Max-Delbrück-Center for Molecular Medicine in the Helmholtz Association (MDC), Berlin Institute for Medical Systems Biology (BIMSB), Hannoversche Str. 28, 10115 Berlin, Germany.
Charité - Universitätsmedizin Berlin, Corporate Member of Freie Universität Berlin and Humboldt-Universität zu Berlin, Charitéplatz 1, 10117 Berlin, Germany.
Bioinformatics. 2024 Sep 2;40(9). doi: 10.1093/bioinformatics/btae512.
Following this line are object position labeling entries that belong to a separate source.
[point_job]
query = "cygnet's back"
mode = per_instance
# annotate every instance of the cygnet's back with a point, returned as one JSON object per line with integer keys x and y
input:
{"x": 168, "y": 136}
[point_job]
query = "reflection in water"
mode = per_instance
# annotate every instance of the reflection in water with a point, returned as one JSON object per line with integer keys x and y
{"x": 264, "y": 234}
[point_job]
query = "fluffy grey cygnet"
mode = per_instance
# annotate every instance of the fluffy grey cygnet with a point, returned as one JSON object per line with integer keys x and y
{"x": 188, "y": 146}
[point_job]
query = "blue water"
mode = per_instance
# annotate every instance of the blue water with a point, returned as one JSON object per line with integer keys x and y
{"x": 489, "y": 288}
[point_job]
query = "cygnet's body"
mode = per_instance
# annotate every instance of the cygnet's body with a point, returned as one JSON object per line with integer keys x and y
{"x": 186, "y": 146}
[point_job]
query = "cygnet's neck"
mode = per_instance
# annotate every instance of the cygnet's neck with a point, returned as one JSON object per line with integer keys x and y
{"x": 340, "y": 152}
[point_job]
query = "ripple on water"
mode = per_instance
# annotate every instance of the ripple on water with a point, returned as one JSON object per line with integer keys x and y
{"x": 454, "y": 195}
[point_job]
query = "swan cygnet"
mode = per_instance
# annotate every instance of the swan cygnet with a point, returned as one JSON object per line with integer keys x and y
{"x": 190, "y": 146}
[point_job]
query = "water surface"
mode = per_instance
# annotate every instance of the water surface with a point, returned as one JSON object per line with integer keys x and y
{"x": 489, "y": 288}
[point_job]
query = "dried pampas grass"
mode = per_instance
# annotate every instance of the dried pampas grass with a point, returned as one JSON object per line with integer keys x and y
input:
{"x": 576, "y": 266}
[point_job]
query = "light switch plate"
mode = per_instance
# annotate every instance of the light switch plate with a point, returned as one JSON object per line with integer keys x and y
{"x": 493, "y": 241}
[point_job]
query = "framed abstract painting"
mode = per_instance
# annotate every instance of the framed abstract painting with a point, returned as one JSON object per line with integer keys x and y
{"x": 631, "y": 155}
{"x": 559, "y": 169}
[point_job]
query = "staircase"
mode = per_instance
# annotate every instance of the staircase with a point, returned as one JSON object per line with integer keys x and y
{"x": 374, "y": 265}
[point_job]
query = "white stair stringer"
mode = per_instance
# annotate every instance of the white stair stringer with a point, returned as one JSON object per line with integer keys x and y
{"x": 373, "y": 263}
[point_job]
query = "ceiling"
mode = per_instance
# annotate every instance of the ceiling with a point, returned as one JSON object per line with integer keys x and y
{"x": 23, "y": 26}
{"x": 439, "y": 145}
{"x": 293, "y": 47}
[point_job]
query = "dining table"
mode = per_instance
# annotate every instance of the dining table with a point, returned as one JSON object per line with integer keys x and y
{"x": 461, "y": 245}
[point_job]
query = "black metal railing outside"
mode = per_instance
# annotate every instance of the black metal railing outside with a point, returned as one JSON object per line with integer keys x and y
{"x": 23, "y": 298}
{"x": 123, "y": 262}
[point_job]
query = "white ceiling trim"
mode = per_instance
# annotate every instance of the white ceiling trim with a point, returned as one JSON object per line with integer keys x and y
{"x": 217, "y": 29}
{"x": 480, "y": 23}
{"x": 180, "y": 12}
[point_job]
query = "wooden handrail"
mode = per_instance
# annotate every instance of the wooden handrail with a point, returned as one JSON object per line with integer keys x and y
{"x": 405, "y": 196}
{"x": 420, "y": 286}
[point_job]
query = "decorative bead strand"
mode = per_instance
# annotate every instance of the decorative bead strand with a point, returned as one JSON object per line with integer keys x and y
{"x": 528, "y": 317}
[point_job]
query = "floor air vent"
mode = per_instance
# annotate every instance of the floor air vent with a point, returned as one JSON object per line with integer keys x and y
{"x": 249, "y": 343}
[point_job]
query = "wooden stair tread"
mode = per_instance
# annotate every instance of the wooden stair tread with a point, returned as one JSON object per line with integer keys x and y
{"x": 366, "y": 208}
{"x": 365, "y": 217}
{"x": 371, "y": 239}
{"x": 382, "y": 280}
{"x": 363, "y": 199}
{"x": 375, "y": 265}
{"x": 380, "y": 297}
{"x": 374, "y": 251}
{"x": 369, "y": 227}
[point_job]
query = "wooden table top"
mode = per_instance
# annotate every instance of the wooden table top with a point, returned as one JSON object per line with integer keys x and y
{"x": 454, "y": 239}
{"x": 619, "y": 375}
Single-cell RNA sequencing (scRNA-seq) data are widely used to study cancer cell states and their heterogeneity. However, the tumour microenvironment is usually a mixture of healthy and cancerous cells and it can be difficult to fully separate these two populations based on transcriptomics alone. If available, somatic single-nucleotide variants (SNVs) observed in the scRNA-seq data could be used to identify the cancer population and match that information with the single cells' expression profile. However, calling somatic SNVs in scRNA-seq data is a challenging task, as most variants seen in the short-read data are not somatic, but can instead be germline variants, RNA edits or transcription, sequencing, or processing errors. In addition, only variants present in actively transcribed regions for each individual cell will be seen in the data.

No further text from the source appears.